Include/internal/pycore_bytesobject.h

Source:

cpython 3.14 @ ab2d84fe1023/Include/internal/pycore_bytesobject.h

pycore_bytesobject.h exposes the PyBytesObject struct layout and the _PyBytesWriter incremental builder used by bytes.join and format operations.

Map

LinesSymbolRole
1-40PyBytesObjectStruct layout with ob_shash cache and flexible array
41-80_PyBytesWriterStack-allocated buffer for incremental byte construction
81-120_PyBytes_JoinJoin a sequence of bytes-like objects with a separator

Reading

PyBytesObject

// CPython: Include/internal/pycore_bytesobject.h:18 PyBytesObject
struct PyBytesObject {
PyObject_VAR_HEAD
Py_hash_t ob_shash; /* cached hash, -1 if uncached */
char ob_sval[1]; /* flexible array of char data + NUL terminator */
};
/* ob_sval[ob_size] == '\0' always (NUL-terminated for C interop) */

PyBytesObject stores its data inline after the header (ob_sval is a flexible array member). Bytes up to 255 bytes are interned in the small bytes cache (_Py_bytes_characters[256]) for identity comparisons.

_PyBytesWriter

// CPython: Include/internal/pycore_bytesobject.h:50 _PyBytesWriter
typedef struct {
PyObject *buffer; /* PyBytesObject or PyByteArrayObject being built */
Py_ssize_t allocated; /* total allocated bytes */
Py_ssize_t min_size; /* minimum required size */
int overallocate; /* 1 = grow by 25% to amortize realloc */
int use_bytearray; /* 1 = build into a bytearray instead */
char stack_buffer[512]; /* small-buffer optimization */
} _PyBytesWriter;

_PyBytesWriter avoids heap allocation for small results.

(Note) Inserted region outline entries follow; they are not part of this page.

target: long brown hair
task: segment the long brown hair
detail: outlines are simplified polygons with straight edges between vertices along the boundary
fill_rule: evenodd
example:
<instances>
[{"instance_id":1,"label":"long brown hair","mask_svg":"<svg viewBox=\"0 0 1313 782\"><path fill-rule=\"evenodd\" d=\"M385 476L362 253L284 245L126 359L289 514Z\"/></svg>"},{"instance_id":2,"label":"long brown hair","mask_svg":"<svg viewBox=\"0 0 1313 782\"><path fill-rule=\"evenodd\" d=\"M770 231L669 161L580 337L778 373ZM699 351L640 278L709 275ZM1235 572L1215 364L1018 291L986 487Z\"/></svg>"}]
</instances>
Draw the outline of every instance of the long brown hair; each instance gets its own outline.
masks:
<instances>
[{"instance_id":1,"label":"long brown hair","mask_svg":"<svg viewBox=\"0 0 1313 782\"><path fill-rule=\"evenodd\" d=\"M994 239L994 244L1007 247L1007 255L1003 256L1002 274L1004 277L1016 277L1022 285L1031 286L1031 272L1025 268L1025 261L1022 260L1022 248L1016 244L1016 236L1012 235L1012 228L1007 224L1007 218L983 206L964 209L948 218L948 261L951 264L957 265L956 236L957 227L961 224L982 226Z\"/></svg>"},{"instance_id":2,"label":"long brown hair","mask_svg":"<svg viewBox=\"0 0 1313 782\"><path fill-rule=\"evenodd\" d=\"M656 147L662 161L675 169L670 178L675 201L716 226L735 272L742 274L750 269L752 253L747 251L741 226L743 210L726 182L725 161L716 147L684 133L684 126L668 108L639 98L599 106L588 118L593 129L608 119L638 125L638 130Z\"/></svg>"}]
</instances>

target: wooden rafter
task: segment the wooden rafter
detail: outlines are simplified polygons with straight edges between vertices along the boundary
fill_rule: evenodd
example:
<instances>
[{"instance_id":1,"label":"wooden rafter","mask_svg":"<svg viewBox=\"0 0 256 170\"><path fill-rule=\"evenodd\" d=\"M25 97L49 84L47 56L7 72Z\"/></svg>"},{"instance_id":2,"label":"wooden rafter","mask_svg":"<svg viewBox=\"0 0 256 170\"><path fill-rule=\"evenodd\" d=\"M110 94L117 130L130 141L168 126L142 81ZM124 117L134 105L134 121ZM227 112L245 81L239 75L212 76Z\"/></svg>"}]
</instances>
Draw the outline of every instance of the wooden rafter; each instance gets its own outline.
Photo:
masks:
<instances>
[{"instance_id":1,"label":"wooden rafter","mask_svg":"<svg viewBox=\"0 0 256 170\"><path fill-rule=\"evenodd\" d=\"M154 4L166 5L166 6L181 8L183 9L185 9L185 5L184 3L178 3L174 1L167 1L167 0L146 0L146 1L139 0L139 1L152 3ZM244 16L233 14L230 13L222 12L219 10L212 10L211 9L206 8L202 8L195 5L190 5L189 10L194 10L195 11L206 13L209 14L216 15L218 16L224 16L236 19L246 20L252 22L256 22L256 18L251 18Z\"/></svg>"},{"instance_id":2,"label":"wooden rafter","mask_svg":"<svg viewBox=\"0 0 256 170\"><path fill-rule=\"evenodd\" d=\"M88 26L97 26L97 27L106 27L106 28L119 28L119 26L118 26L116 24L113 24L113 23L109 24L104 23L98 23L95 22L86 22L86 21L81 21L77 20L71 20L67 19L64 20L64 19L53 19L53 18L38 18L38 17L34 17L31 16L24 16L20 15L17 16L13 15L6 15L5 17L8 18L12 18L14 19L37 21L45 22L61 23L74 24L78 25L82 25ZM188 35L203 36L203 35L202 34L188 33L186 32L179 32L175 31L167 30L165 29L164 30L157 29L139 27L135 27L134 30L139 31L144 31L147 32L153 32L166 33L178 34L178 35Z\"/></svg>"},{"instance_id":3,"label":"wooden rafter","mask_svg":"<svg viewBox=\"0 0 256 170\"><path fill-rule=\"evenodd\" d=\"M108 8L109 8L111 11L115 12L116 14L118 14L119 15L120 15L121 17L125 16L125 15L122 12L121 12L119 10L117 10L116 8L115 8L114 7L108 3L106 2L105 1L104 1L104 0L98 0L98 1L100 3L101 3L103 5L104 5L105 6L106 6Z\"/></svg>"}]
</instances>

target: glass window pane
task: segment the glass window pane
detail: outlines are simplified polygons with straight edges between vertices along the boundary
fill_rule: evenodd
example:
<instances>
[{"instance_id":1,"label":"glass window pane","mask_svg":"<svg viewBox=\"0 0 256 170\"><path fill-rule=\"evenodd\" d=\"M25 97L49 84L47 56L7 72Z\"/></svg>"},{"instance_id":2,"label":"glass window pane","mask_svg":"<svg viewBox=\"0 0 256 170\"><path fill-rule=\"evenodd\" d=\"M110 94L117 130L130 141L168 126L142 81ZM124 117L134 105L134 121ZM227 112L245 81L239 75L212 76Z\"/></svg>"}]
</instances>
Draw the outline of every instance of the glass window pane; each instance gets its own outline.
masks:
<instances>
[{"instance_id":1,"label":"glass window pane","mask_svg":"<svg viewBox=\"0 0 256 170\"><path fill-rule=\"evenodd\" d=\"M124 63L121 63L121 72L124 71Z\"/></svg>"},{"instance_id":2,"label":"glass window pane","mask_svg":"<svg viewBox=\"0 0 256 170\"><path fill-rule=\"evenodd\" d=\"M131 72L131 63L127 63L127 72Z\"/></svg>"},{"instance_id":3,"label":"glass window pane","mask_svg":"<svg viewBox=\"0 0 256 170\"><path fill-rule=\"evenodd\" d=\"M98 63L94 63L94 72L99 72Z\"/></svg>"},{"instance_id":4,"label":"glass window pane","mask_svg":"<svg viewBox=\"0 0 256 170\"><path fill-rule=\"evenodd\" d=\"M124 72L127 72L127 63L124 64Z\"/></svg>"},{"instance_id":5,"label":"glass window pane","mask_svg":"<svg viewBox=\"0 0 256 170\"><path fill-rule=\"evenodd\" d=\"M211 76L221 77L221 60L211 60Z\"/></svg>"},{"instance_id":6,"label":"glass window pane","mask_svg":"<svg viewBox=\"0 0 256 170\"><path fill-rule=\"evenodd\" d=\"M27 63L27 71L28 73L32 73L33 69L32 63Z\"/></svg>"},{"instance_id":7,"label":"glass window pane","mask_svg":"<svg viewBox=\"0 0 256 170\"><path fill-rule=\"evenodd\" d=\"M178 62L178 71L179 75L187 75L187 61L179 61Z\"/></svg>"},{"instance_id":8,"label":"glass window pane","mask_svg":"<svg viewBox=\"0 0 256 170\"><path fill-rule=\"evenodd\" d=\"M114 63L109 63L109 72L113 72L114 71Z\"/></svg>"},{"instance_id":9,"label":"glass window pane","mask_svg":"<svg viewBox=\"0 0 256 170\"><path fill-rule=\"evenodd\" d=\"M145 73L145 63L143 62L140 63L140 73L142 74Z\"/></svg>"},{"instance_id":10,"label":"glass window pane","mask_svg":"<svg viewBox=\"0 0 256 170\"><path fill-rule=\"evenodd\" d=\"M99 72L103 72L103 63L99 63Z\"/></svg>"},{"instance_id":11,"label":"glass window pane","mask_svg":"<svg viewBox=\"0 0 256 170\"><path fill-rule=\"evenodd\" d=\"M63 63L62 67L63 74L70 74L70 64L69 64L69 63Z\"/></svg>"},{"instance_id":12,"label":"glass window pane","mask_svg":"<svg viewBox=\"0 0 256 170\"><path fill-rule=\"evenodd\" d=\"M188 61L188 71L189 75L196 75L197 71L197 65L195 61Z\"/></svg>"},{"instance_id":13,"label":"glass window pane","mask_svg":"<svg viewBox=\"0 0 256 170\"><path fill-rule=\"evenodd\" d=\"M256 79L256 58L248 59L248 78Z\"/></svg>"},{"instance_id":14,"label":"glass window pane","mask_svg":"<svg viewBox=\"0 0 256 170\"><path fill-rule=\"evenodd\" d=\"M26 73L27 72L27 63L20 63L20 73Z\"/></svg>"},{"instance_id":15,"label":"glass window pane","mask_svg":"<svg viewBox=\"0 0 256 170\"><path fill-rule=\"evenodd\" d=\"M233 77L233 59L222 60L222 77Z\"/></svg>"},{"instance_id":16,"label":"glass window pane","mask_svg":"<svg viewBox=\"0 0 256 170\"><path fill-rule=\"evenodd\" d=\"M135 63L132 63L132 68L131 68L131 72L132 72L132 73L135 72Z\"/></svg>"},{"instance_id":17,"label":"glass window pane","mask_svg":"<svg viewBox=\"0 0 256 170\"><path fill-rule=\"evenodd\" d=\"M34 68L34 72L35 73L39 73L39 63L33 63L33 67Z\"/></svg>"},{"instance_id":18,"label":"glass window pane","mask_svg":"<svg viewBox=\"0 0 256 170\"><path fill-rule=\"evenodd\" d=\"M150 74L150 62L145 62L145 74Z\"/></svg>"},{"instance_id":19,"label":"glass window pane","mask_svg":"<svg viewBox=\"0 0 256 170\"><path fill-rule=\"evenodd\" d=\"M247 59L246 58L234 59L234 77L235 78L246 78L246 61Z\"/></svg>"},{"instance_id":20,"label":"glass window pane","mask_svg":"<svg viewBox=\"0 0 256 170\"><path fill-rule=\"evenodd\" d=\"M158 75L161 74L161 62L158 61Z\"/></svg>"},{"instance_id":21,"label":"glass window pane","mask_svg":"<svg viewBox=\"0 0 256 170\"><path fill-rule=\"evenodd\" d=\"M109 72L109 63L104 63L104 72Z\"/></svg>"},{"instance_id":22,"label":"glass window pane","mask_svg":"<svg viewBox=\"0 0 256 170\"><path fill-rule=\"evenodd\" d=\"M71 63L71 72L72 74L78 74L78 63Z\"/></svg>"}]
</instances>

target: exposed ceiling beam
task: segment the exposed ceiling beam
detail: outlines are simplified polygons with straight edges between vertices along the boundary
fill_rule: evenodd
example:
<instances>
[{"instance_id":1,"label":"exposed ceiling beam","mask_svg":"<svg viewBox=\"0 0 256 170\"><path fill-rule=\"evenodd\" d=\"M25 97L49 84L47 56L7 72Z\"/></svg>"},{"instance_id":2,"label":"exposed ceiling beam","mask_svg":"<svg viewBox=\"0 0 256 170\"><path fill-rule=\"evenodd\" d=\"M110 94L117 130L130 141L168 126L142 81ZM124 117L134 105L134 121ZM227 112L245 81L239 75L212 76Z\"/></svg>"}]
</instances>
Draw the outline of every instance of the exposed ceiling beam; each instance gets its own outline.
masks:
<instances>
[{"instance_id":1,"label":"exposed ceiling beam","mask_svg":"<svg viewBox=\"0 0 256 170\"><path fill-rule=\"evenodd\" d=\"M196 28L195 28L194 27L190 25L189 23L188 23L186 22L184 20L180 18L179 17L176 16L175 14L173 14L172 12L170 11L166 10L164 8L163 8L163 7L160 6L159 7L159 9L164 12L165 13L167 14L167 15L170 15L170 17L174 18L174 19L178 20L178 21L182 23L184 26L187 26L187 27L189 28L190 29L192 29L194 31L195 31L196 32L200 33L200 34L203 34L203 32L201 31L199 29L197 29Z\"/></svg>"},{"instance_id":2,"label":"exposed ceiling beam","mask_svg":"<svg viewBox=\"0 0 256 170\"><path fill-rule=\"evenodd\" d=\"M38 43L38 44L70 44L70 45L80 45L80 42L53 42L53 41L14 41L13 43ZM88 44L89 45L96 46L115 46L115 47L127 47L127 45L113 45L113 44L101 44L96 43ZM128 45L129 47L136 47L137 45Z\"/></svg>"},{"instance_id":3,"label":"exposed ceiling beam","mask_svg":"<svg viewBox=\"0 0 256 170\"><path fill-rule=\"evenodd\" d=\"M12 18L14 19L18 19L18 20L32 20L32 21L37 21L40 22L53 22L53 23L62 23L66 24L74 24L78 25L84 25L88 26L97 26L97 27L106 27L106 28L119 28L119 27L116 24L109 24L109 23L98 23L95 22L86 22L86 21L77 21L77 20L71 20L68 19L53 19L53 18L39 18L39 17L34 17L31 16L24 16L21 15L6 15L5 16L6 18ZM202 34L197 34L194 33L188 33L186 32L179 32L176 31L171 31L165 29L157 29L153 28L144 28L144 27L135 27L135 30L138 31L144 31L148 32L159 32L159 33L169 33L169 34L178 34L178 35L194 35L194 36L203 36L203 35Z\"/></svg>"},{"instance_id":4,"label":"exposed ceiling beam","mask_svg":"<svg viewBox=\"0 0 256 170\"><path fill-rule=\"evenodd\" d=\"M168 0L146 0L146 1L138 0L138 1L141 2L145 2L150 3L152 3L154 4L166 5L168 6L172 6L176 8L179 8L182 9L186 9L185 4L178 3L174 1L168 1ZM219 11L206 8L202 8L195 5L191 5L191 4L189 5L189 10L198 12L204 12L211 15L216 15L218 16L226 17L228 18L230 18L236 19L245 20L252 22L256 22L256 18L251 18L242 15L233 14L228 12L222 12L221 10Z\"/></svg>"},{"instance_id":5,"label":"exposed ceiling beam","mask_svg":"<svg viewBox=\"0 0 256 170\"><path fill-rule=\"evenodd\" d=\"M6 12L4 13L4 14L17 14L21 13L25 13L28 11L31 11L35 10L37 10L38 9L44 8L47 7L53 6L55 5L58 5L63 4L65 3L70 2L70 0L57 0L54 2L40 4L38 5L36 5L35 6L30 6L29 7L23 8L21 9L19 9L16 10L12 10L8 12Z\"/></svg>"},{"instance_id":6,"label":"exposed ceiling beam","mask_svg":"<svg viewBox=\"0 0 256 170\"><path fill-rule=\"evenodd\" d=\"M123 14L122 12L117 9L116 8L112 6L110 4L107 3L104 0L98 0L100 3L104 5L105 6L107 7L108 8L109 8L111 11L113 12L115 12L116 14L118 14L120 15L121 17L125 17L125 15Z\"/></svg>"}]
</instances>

If the total output fits in 512 bytes, it stays on the stack; only on overflow does it allocate a PyBytesObject. Used by bytes % args, b''.join(...), and the UTF-8 encoder.

_PyBytes_Join

// CPython: Include/internal/pycore_bytesobject.h:90 _PyBytes_Join
PyObject *
_PyBytes_Join(PyObject *sep, PyObject *iterable)
{
/* sep.join(iterable) */
/* Phase 1: collect all items + compute total length */
/* Phase 2: allocate result + copy with separators */
Py_ssize_t seplen = PyBytes_GET_SIZE(sep);
PyObject *res = PyBytes_FromStringAndSize(NULL, total);
char *p = PyBytes_AS_STRING(res);
for each item: {
if (i > 0) { memcpy(p, sep, seplen); p += seplen; }
Py_ssize_t n = PyBytes_GET_SIZE(item);
memcpy(p, PyBytes_AS_STRING(item), n);
p += n;
}
return res;
}

b' '.join([b'hello', b'world']) makes two passes: first to measure total length, then to copy. This avoids reallocation and is O(n) in the total output size.

gopy notes

objects.Bytes in objects/bytes.go stores content as a Go []byte. ob_shash caching maps to a hash int64 field initialized to -1. _PyBytesWriter is not exposed in gopy; objects.BytesJoin uses a single bytes.Join call. The NUL terminator is maintained for C string compatibility via objects.Bytes.CStr().